When I train a Transformer, I mostly get a warning similar to the one below:
# resulting warning: Some weights of the model checkpoint at microsoft/deberta-v3-base were not used when initializing DebertaV2ForMaskedLM: ['lm_predictions.lm_head.dense.bias', 'mask_predictions.dense.weight', 'lm_predictions.lm_head.dense.weight', 'lm_predictions.lm_head.LayerNorm.bias', 'mask_predictions.LayerNorm.weight', 'mask_predictions.classifier.bias', 'lm_predictions.lm_head.bias', 'mask_predictions.LayerNorm.bias', 'deberta.embeddings.position_embeddings.weight', 'mask_predictions.classifier.weight', 'mask_predictions.dense.bias', 'lm_predictions.lm_head.LayerNorm.weight'] - This IS expected if you are initializing DebertaV2ForMaskedLM from the checkpoint of a model trained on another task or with another architecture (e.g. initializing a BertForSequenceClassification model from a BertForPreTraining model). - This IS NOT expected if you are initializing DebertaV2ForMaskedLM from the checkpoint of a model that you expect to be exactly identical (initializing a BertForSequenceClassification model from a BertForSequenceClassification model). Some weights of DebertaV2ForMaskedLM were not initialized from the model checkpoint at microsoft/deberta-v3-base and are newly initialized: ['cls.predictions.decoder.weight', 'cls.predictions.transform.LayerNorm.bias', 'cls.predictions.transform.dense.bias', 'cls.predictions.bias', 'cls.predictions.transform.dense.weight', 'cls.predictions.transform.LayerNorm.weight'] You should probably TRAIN this model on a down-stream task to be able to use it for predictions and inference. Special tokens have been added in the vocabulary, make sure the associated word embeddings are fine-tuned or trained.

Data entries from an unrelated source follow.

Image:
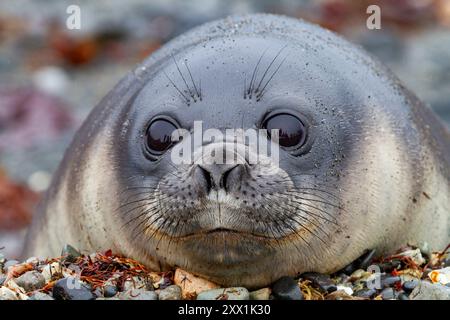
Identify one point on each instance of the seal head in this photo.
(361, 164)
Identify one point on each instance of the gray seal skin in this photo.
(372, 174)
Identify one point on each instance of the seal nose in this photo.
(219, 176)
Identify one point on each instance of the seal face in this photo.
(361, 162)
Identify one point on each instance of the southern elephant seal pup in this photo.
(363, 164)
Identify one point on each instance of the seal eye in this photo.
(292, 130)
(159, 135)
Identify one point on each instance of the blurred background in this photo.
(51, 77)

I know that this is normally not a problem because for fine-tuning on a new task with a new classification head, we need to delete the old classification head. But what if I actually want to keep the task head from pre-training? How do I prevent Transformers from deleting the task head?
I know that for established tasks like MLM I can use AutoModelForMaskedLM etc. But What if the task head is not MLM (in my case an ELECTRA-style replaced-token-detection head, see here: DeBERTa-v3: How to keep ELECTRA-style task-head?)